General characteristics
- Tons burthen: 121 (bm)
- Length: Overall: 68 ft 8 in (20.9 m); Keel: 57 ft 0 in (17.4 m);
- Beam: 20 ft 0 in (6.1 m)
- Depth of hold: 8 ft 0 in (2.4 m)
- Sail plan: Schooner
- Armament: 10 × 4-pounder guns

= HMS Gipsy (1804) =

UK naval schooner 1804–1808

HMS Gipsy was purchased at Jamaica in December 1804. She was probably the Dutch schooner Antilope, and the government of Barbados had previously hired her. She was sold in 1808.
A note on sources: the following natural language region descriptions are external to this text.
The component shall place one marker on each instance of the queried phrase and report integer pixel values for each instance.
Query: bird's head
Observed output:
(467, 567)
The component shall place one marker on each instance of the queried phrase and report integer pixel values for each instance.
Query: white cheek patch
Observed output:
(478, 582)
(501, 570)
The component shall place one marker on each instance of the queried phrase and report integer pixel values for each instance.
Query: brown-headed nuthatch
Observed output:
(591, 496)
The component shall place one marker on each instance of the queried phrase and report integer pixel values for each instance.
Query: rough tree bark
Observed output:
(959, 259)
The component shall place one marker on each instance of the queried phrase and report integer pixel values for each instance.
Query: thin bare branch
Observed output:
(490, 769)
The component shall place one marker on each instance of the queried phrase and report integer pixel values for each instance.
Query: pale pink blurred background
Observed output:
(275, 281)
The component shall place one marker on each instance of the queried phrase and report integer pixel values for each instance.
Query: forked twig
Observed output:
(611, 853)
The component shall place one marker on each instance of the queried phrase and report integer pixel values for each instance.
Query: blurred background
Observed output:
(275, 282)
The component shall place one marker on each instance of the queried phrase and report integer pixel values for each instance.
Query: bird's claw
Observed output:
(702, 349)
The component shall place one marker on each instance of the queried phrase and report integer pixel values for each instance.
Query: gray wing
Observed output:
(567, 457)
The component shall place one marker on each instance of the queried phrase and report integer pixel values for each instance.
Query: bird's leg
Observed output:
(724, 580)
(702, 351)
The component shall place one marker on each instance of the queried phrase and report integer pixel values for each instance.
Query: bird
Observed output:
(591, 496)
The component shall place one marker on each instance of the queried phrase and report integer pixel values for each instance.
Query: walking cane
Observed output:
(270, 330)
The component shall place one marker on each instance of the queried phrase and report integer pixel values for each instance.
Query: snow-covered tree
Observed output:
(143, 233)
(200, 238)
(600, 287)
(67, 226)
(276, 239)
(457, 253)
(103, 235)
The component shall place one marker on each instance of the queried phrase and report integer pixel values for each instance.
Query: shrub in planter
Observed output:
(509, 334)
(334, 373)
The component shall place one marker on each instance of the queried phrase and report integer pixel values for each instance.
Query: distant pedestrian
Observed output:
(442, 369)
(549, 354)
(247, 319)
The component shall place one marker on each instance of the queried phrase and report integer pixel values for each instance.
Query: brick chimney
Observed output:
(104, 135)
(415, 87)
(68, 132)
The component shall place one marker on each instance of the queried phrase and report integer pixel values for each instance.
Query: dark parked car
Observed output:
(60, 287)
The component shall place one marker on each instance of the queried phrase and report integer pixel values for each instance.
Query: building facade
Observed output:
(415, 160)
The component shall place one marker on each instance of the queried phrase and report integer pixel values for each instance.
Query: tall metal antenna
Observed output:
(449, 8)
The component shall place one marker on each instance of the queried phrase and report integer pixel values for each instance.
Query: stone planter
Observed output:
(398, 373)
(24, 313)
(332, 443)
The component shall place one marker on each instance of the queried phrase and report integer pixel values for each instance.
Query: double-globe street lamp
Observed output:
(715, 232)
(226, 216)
In December 1807 Admiral Dacres, commanding the Jamaica Station ordered the schooners and Gipsy to escort to Cape Antonio (the extreme south-west of Cuba), a merchant vessel sailing from Port Royal to Vera Cruz. On their way back, on 27 December, the two schooners fell in with a Spanish privateer schooner that they captured after a running fight. The privateer Juliana was armed with one long brass 18-pounder amid-ships, and four 12-pounder carronades; she carried 83 men, and had been out from Trinidad in Cuba for three months but had made no captures. In the action the Spaniards had eight men killed and six wounded; the British had only one man wounded. Boyd sent Juliana into port under escort by Gypsy, whose rigging had suffered the most during the chase. (Note: One source gives the name of Gypsys commander as possibly Lieutenant John Boyd, but Boyd was the commander of Gracieuse.)